Fosse per me, fumerei anche mentre mangio. :D

G. è come me. Fumatore incallito.

E la sigaretta, da buon feticcio, ha una molteplicità di significati per un fumatore.

Quando si incontrano due fumatori che hanno la stessa "mistica" della sigaretta, entrambi che se le fanno a mano fra l'altro...la sigaretta non è una cesura...è una parte di un percorso che ha nella discontinuità una sua continuità.

Come una lunga chiacchierata...hai presente?

Ci sono lunghe chiacchierate molto mirate. Con un oggetto ben specifico.
Ci sono chiacchierate altrettanto lunghe ma non così mirate. E si vaga insieme lasciandosi portare dalla chiacchiera stessa.

Ecco...per me il sesso è fondamentalmente una chiacchierata. Come meccanismo.

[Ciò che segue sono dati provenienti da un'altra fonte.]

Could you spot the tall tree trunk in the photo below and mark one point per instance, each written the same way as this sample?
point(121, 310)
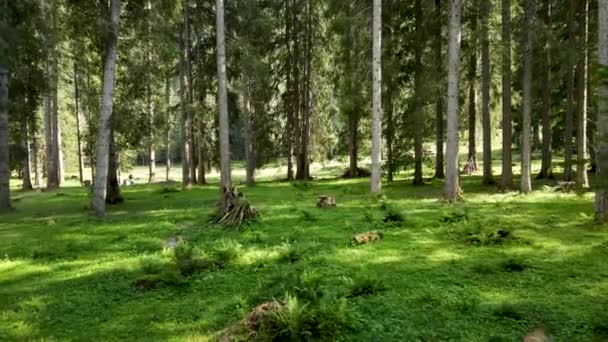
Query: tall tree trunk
point(186, 120)
point(5, 173)
point(78, 129)
point(507, 167)
point(113, 195)
point(546, 165)
point(601, 195)
point(526, 183)
point(169, 122)
point(452, 188)
point(440, 124)
point(581, 97)
point(222, 97)
point(488, 177)
point(25, 154)
point(247, 133)
point(376, 179)
point(418, 96)
point(472, 155)
point(107, 102)
point(570, 108)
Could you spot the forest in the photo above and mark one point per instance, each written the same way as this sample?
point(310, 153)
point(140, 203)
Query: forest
point(304, 170)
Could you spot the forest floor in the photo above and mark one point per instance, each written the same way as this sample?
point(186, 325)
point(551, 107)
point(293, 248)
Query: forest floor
point(440, 273)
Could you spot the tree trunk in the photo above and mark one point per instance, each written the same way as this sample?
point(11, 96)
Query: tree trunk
point(5, 173)
point(526, 183)
point(107, 102)
point(186, 122)
point(472, 155)
point(507, 167)
point(452, 188)
point(113, 195)
point(222, 97)
point(78, 129)
point(376, 179)
point(581, 98)
point(248, 137)
point(169, 122)
point(353, 148)
point(418, 96)
point(25, 154)
point(601, 195)
point(570, 108)
point(546, 167)
point(440, 124)
point(488, 177)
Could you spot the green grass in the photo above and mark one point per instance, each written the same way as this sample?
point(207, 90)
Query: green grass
point(65, 275)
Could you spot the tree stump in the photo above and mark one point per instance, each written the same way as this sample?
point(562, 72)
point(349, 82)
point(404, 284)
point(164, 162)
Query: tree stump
point(367, 237)
point(326, 201)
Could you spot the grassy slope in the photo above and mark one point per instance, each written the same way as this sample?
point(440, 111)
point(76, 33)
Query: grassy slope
point(65, 275)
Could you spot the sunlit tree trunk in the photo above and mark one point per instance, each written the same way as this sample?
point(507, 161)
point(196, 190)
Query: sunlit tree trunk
point(107, 102)
point(5, 196)
point(526, 183)
point(222, 97)
point(570, 108)
point(488, 177)
point(440, 121)
point(376, 180)
point(452, 188)
point(507, 167)
point(581, 98)
point(546, 167)
point(186, 120)
point(418, 95)
point(601, 195)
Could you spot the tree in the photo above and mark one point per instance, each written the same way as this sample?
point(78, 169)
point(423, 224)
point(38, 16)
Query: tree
point(452, 188)
point(507, 168)
point(601, 195)
point(526, 183)
point(485, 93)
point(546, 167)
point(570, 108)
point(581, 97)
point(222, 98)
point(440, 124)
point(376, 181)
point(107, 101)
point(5, 196)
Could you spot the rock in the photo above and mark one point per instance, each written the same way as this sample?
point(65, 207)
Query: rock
point(326, 201)
point(363, 238)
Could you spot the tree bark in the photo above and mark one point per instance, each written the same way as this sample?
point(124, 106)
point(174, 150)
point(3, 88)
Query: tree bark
point(507, 167)
point(78, 129)
point(546, 169)
point(376, 178)
point(25, 153)
point(440, 124)
point(5, 196)
point(418, 96)
point(472, 155)
point(452, 188)
point(570, 108)
point(186, 120)
point(247, 133)
point(526, 183)
point(488, 177)
point(222, 97)
point(107, 101)
point(601, 195)
point(581, 97)
point(113, 187)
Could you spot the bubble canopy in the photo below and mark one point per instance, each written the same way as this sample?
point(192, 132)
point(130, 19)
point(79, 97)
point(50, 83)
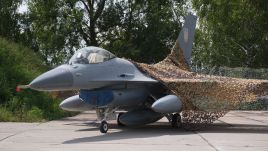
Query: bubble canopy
point(91, 55)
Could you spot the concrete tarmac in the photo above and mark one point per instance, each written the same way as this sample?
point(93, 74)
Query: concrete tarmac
point(238, 130)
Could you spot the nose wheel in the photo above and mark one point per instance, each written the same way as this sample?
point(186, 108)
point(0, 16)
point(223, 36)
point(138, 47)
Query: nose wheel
point(176, 120)
point(103, 126)
point(118, 121)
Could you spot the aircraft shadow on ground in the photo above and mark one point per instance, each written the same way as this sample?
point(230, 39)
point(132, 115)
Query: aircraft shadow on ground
point(162, 129)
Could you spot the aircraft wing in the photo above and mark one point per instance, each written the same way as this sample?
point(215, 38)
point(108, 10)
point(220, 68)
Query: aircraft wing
point(205, 92)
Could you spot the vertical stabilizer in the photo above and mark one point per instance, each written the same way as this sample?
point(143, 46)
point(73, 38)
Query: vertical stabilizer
point(182, 50)
point(186, 37)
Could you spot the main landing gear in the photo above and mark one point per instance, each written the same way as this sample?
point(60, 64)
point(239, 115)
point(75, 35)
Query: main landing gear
point(175, 120)
point(118, 121)
point(103, 126)
point(104, 114)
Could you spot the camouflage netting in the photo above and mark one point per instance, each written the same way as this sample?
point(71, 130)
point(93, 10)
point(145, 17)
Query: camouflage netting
point(205, 98)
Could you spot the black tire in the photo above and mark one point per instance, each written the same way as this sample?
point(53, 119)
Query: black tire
point(118, 121)
point(176, 120)
point(103, 127)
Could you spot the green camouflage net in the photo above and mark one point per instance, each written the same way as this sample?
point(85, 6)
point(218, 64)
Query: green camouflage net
point(205, 98)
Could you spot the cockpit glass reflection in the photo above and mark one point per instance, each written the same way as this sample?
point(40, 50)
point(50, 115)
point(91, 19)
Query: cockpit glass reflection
point(91, 55)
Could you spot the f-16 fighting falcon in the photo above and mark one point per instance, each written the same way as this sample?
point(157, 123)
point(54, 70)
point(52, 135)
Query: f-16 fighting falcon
point(146, 93)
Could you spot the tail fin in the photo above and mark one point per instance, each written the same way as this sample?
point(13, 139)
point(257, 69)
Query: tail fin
point(182, 50)
point(186, 37)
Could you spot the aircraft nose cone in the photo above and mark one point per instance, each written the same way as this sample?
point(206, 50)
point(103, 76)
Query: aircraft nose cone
point(55, 79)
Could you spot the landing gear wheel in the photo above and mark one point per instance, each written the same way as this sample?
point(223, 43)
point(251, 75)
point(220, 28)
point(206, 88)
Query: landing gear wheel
point(118, 121)
point(103, 127)
point(176, 120)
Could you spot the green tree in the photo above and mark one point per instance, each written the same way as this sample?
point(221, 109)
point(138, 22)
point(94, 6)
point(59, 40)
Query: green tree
point(9, 26)
point(232, 33)
point(142, 30)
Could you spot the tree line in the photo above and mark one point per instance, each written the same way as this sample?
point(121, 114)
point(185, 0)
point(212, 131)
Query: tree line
point(230, 33)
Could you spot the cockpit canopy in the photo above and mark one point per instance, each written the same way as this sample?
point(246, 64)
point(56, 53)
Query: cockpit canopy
point(91, 55)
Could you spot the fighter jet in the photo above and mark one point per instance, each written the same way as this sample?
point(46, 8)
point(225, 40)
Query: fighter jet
point(109, 84)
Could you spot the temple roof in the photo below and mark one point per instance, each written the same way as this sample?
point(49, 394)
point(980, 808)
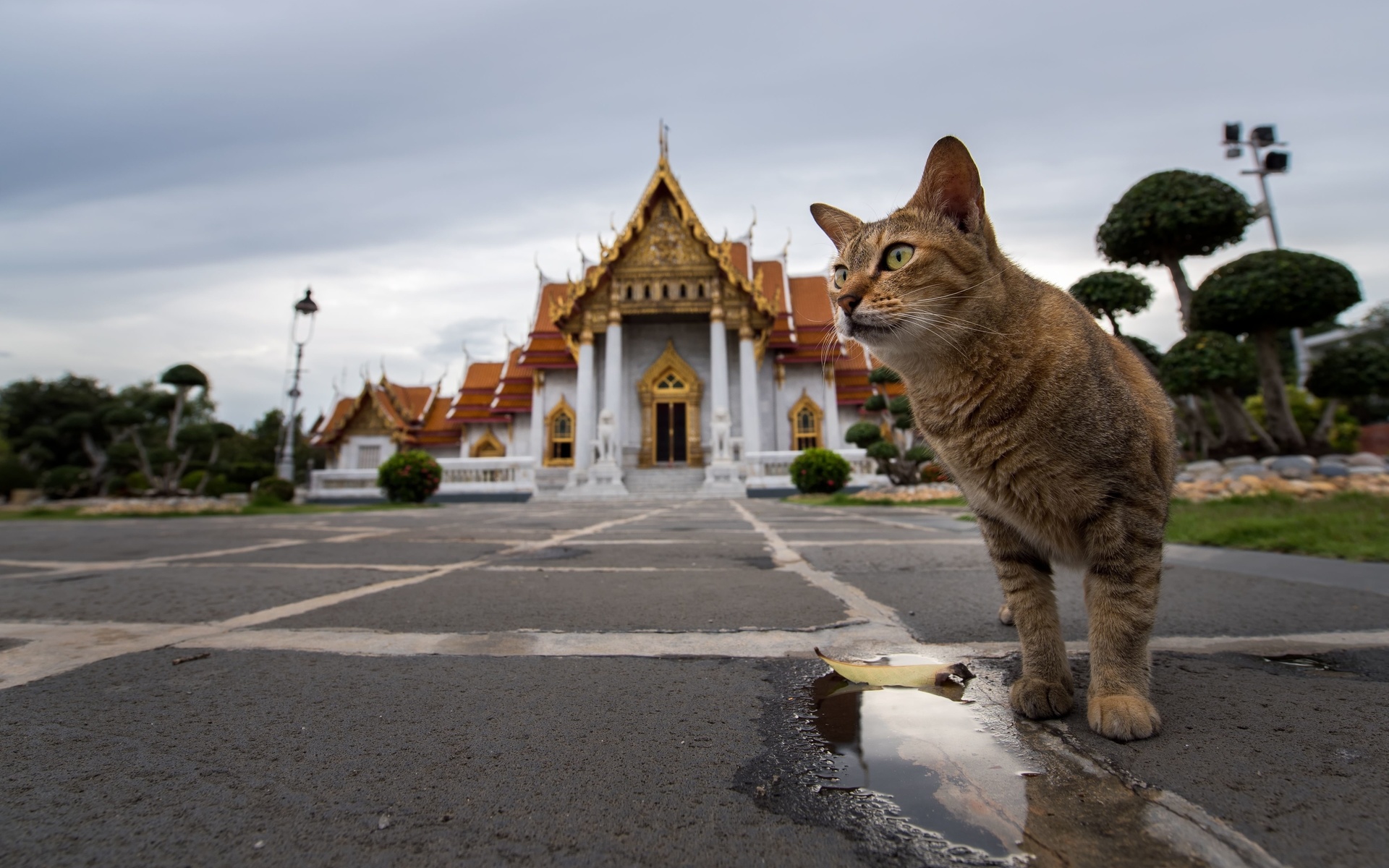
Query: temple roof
point(412, 416)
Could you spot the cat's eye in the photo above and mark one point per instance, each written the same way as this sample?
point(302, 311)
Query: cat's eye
point(898, 256)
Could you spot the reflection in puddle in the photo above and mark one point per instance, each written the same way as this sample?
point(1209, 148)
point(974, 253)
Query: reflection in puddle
point(927, 752)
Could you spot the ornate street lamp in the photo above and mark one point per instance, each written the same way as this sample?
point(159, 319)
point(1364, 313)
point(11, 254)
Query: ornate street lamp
point(305, 312)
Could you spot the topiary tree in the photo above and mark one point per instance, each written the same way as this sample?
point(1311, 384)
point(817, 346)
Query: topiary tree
point(820, 471)
point(412, 477)
point(184, 378)
point(1342, 374)
point(1110, 294)
point(1262, 294)
point(863, 434)
point(1168, 217)
point(1215, 365)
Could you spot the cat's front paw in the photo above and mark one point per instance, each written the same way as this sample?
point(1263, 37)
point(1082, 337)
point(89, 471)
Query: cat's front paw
point(1123, 717)
point(1041, 699)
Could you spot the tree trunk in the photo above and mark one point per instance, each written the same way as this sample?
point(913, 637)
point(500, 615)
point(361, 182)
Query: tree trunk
point(1199, 431)
point(1184, 291)
point(1253, 424)
point(98, 457)
point(1277, 412)
point(1328, 421)
point(177, 414)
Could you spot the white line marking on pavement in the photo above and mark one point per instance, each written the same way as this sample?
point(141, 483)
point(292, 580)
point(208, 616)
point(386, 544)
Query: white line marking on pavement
point(54, 649)
point(856, 602)
point(535, 643)
point(885, 542)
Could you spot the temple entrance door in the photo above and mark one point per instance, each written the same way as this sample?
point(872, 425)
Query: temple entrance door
point(671, 438)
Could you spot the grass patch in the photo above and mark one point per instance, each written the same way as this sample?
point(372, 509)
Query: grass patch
point(1352, 527)
point(841, 499)
point(289, 509)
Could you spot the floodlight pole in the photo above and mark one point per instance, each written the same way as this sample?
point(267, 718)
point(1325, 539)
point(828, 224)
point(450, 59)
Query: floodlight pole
point(285, 460)
point(1266, 208)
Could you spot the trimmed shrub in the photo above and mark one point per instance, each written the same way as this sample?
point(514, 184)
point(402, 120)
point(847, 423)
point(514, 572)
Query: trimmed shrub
point(410, 477)
point(64, 481)
point(920, 453)
point(820, 471)
point(863, 434)
point(273, 492)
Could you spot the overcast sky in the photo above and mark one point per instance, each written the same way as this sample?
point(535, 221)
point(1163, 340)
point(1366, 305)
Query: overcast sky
point(173, 174)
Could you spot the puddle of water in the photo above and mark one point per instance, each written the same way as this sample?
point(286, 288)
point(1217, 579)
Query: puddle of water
point(1302, 661)
point(930, 754)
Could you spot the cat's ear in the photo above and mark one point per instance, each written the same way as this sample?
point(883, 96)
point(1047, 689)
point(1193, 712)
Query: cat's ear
point(838, 226)
point(951, 187)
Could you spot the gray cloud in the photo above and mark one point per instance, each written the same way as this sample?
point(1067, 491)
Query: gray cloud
point(171, 175)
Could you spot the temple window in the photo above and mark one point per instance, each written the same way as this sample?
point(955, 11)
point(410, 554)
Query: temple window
point(806, 420)
point(560, 434)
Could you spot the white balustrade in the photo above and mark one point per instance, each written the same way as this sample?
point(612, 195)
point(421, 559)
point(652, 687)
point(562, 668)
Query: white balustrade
point(459, 477)
point(771, 469)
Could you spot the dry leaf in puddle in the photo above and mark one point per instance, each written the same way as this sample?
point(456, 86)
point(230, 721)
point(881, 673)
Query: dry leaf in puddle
point(885, 676)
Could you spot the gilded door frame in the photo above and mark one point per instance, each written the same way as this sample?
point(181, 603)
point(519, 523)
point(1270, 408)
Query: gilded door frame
point(670, 362)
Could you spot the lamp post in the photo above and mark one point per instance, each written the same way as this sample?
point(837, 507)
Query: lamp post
point(305, 309)
point(1266, 164)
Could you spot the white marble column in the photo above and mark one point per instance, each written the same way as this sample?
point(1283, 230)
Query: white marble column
point(585, 412)
point(613, 375)
point(833, 438)
point(718, 363)
point(747, 386)
point(538, 418)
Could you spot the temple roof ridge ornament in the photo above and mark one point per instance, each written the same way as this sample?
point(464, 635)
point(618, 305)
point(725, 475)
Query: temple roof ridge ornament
point(720, 252)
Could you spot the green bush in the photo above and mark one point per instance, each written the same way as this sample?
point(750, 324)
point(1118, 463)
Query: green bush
point(273, 492)
point(64, 481)
point(14, 475)
point(920, 453)
point(883, 451)
point(863, 434)
point(820, 471)
point(410, 477)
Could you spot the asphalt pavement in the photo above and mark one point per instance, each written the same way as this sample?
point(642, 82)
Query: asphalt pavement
point(634, 685)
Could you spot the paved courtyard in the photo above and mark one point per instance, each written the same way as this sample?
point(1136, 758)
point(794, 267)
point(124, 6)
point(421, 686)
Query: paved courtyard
point(635, 685)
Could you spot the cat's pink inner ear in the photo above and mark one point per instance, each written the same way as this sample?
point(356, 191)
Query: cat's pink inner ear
point(838, 226)
point(951, 185)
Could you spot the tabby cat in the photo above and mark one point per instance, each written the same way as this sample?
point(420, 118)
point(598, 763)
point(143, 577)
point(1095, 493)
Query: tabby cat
point(1060, 439)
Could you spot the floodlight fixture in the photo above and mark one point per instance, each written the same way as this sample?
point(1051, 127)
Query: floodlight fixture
point(1275, 161)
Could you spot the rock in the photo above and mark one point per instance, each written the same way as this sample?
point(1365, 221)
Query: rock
point(1206, 469)
point(1366, 460)
point(1294, 467)
point(1249, 471)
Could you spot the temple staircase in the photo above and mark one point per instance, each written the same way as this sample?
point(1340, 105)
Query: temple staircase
point(663, 482)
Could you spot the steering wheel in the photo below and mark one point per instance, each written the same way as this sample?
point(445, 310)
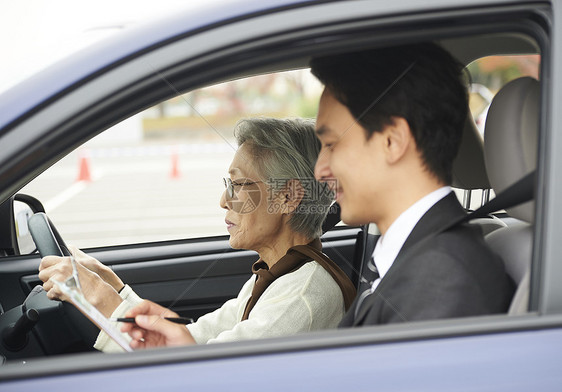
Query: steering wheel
point(83, 332)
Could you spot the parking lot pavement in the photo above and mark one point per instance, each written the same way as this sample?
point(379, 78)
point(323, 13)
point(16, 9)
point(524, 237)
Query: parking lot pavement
point(136, 197)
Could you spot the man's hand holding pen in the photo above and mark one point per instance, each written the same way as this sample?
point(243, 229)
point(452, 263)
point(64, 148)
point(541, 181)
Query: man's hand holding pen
point(151, 329)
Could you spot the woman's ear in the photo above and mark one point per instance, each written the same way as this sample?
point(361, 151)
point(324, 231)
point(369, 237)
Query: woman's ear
point(292, 195)
point(397, 139)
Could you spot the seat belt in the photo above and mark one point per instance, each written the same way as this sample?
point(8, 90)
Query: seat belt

Quindi c'è spazio per bersi un tè, fumarsi una sigaretta, nel frattempo.
E il tè e la sigaretta non tolgono nulla alla chiacchierata, anzi, la rendono più piacevole...più fruibile...

Non è un segnare un inizio/una fine...è proprio un continuum...

Un po' come alzarsi e prendere un toy perchè mentre stai facendo una cosa te ne viene in mente un'altra e provi a vedere cosa succede inserendola. Mettere il preservativo e poi decidere di toglierlo perchè ad un certo punto quel che era iniziato come una scopata finisce in altro modo e anzichè cercare l'orgasmo penetrativo se ne cerca un altro...seguendosi a vicenda nelle fantasie che mano a mano emergono....

non so se sto riuscendo a spiegare...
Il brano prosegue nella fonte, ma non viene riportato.